Bayesian SEM III:

Univariate paramaterization

Structural equation modeling (SEM; Bollen, 1989) is a somewhat tricky statistical technique because it involves multivariate distributions. Conventional SEM is also restrictive, since generalizations beyond multivariate normality are not straightforward. If data aren’t approximately multivariate normal—perhaps they are counts of successful trials in an experiment or Likert-style ratings on a questionnaire—researchers are faced with a very daunting modeling task. Most of the time, the issue is simply ignored and multivariate normality is assumed anyway!

Within the Bayesian framework, it may be possible to recast an SEM problem as one in which all random variables are given univariate priors. This approach could be advantageous when dealing with non-normal data, because it is much more straightforward to create generalizations of univariate normal models than multivariate normal models. However, the downside is that the univariate model may be much larger than the multivariate model due to having more latent variables, all of which need to be estimated explicitly, making posterior sampling slower and more difficult.

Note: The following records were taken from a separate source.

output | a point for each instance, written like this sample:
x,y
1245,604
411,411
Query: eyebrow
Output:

Nevertheless, for scientists with small data sets, lots of time on their hands, and/or access to powerful computers, it might be worth the extra effort.

Here, I convert my previous hierarchical model of the classic Holzinger and Swineford (1939) data set from a multivariate model to a purely univariate model.

Original (multivariate) version

Here are the key equations that describe the previous Bayesian SEM that was placed on the standardized Holzinger and Swineford (1939) data:

\[\begin{equation} \boldsymbol{Y}\sim\mathrm{MvNormal}\left(\boldsymbol{\mu},\boldsymbol{\Sigma}\right)\\ \boldsymbol{\mu}=\boldsymbol{\nu}+\boldsymbol{\Lambda}\boldsymbol{\alpha}\\ \boldsymbol{\Sigma}=\boldsymbol{\Lambda}(\boldsymbol{I}-\boldsymbol{\Gamma})^{-1}\boldsymbol{\Psi}(\boldsymbol{I}-\boldsymbol{\Gamma}^\mathrm{T})^{-1}\boldsymbol{\Lambda}^\mathrm{T}+\boldsymbol{\Theta} \end{equation}\]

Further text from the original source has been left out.